Development of a genetic tool for functional screening of anti-malarial bioactive extracts in metagenomic libraries

Malaria is one of the most important and widely spread infectious diseases, especially in developing countries, constituting a major health threat to about 40 % of the world population [1]. The World Health Organization (WHO) estimated 207 million new cases of malaria worldwide in 2012, with over 600,000 deaths as a result of the severe complications associated with the disease. At present there is no fully effective vaccine against malaria, leaving chemotherapy as one of the most immediate options for fighting this disease [2]. Unfortunately, the number of available anti-malarial drugs with different chemotypes and novel mechanisms of action is low, and the number of compounds entering clinical trials is even lower [3], limiting the expected availability of new, approved compounds for human infections in the near future.
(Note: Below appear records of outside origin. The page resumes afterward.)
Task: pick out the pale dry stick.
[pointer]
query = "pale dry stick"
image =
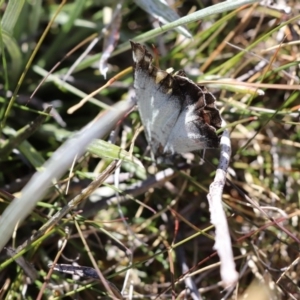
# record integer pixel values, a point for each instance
(230, 36)
(222, 245)
(73, 108)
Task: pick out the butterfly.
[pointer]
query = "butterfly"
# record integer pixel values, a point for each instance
(178, 115)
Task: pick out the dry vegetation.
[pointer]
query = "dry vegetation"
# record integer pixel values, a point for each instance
(148, 221)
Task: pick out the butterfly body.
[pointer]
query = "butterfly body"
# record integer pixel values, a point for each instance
(178, 115)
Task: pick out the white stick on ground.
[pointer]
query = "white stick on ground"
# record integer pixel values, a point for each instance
(222, 245)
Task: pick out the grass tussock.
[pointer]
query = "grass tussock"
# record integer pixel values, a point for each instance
(144, 228)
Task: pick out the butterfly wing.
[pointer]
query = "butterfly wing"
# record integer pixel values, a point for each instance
(178, 115)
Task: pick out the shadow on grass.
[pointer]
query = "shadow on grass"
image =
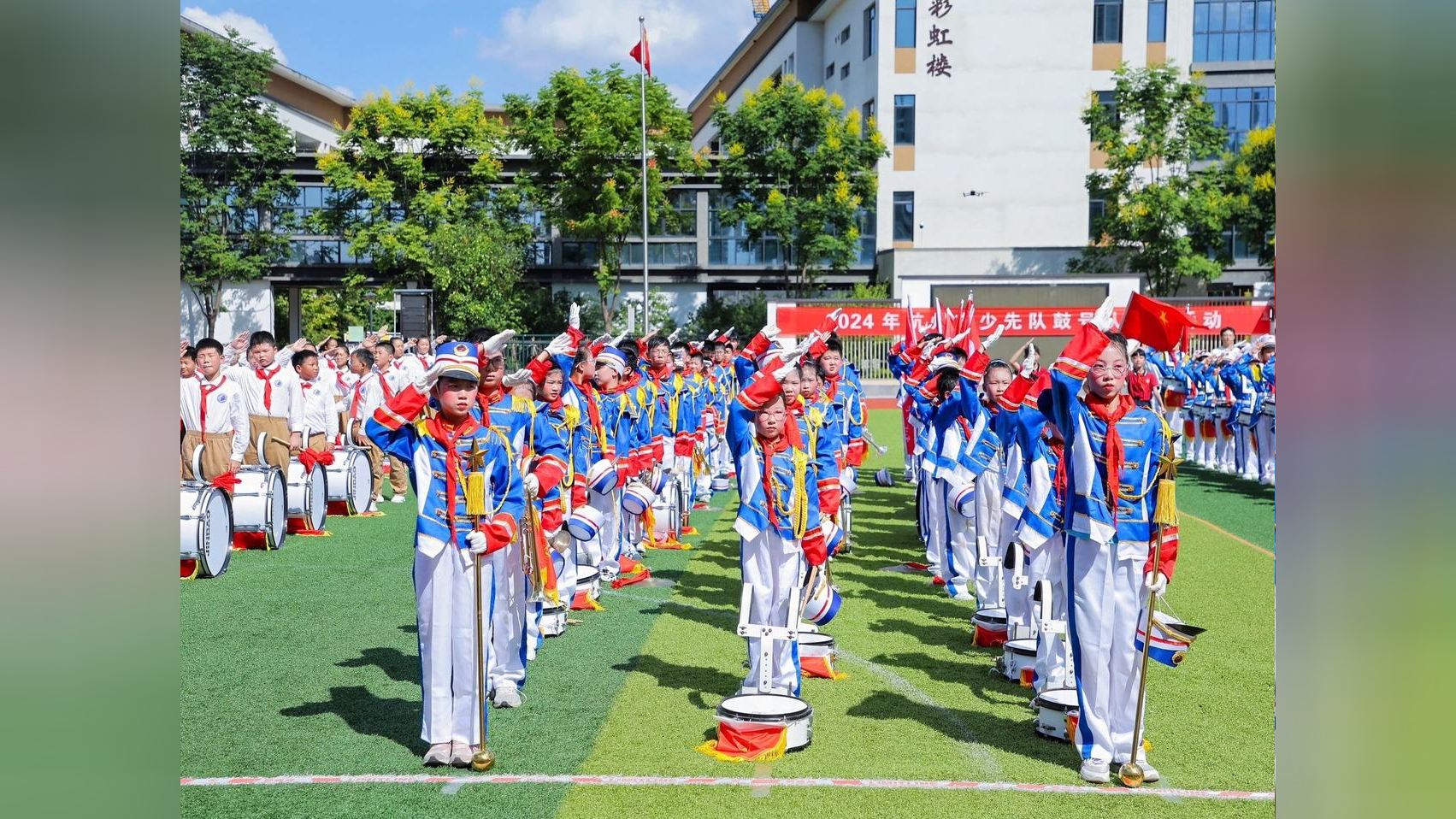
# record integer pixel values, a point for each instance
(693, 678)
(395, 663)
(366, 713)
(958, 725)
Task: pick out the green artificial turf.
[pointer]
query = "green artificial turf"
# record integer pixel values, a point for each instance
(304, 663)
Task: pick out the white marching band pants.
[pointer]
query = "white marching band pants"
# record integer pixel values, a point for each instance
(509, 619)
(770, 568)
(1105, 607)
(989, 588)
(1053, 655)
(445, 599)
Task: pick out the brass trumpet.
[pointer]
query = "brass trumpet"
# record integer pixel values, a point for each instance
(530, 522)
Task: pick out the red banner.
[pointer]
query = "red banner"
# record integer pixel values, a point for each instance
(1245, 319)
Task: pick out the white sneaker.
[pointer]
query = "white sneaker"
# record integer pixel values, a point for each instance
(437, 755)
(1095, 771)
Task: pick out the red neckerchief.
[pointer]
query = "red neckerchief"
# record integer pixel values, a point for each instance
(447, 437)
(1111, 410)
(201, 408)
(770, 448)
(267, 380)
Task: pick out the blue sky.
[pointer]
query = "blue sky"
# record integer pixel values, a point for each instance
(507, 47)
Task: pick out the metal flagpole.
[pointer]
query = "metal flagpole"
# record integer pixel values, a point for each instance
(642, 76)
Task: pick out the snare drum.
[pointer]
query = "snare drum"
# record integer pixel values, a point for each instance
(1056, 713)
(750, 711)
(350, 482)
(637, 498)
(553, 620)
(259, 504)
(817, 655)
(1019, 661)
(990, 628)
(308, 495)
(207, 530)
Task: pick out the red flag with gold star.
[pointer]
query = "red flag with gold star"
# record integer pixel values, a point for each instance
(1155, 323)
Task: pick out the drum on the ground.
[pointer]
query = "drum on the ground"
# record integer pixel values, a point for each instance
(1019, 661)
(207, 530)
(259, 504)
(308, 495)
(989, 626)
(759, 710)
(350, 480)
(1056, 713)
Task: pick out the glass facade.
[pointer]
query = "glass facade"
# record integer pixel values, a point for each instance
(1232, 31)
(1107, 21)
(903, 215)
(905, 120)
(1240, 111)
(905, 24)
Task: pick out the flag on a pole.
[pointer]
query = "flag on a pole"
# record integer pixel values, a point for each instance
(641, 54)
(1155, 323)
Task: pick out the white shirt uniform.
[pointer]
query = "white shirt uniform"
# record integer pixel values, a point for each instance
(281, 390)
(226, 410)
(319, 410)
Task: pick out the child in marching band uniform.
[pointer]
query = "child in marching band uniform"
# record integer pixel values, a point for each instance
(778, 516)
(470, 499)
(1114, 453)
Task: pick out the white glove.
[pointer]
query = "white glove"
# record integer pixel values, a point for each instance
(517, 379)
(497, 342)
(427, 380)
(476, 541)
(1104, 319)
(781, 373)
(1157, 582)
(561, 345)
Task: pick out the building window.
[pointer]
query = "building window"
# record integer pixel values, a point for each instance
(905, 120)
(1107, 21)
(903, 215)
(1158, 21)
(1238, 31)
(905, 24)
(1240, 111)
(871, 32)
(1097, 209)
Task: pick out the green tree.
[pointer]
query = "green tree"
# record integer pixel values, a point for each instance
(583, 133)
(1161, 215)
(797, 168)
(408, 168)
(235, 155)
(476, 273)
(1248, 178)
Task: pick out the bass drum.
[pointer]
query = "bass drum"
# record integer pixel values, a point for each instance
(259, 504)
(207, 530)
(308, 495)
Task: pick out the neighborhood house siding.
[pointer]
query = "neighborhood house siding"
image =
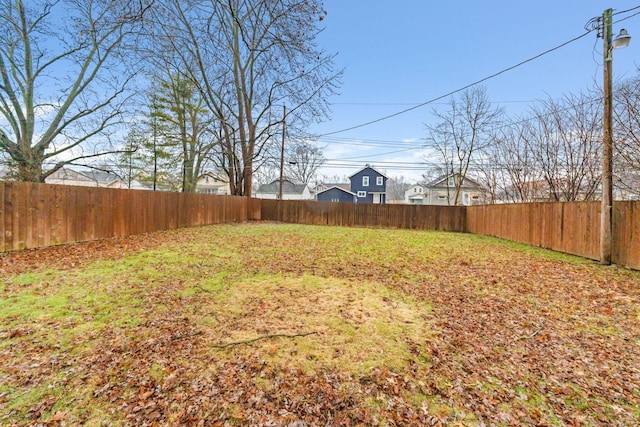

In addition, the rate at which drug resistance is emerging and expanding exceeds the current development of new drugs, in particular given the lengthy process from compound characterization to approval for use in humans [4]. This fact is of particular concern when taking into account the reports of artemisinin-resistant Plasmodium falciparum strains in Southeast Asia [5, 6]. Therefore, it is essential to keep searching for new anti-malarial chemotypes with novel mechanisms of action.

Efforts in recent years to find anti-malarial compounds have focused on the exploration of chemical libraries of public domain, using high-throughput screenings (HTS) on parasite culture [7‐9]. Natural products, which have been the basis of the majority of current anti-malarial medicines [10], are also an important source of compounds of medical importance as they may include different structures for optimizing therapeutic measures against malaria. For this reason, research for the identification and characterization of new anti-malarial agents over the past years has gone beyond the study of plants to include marine organisms, fungi and bacteria [11].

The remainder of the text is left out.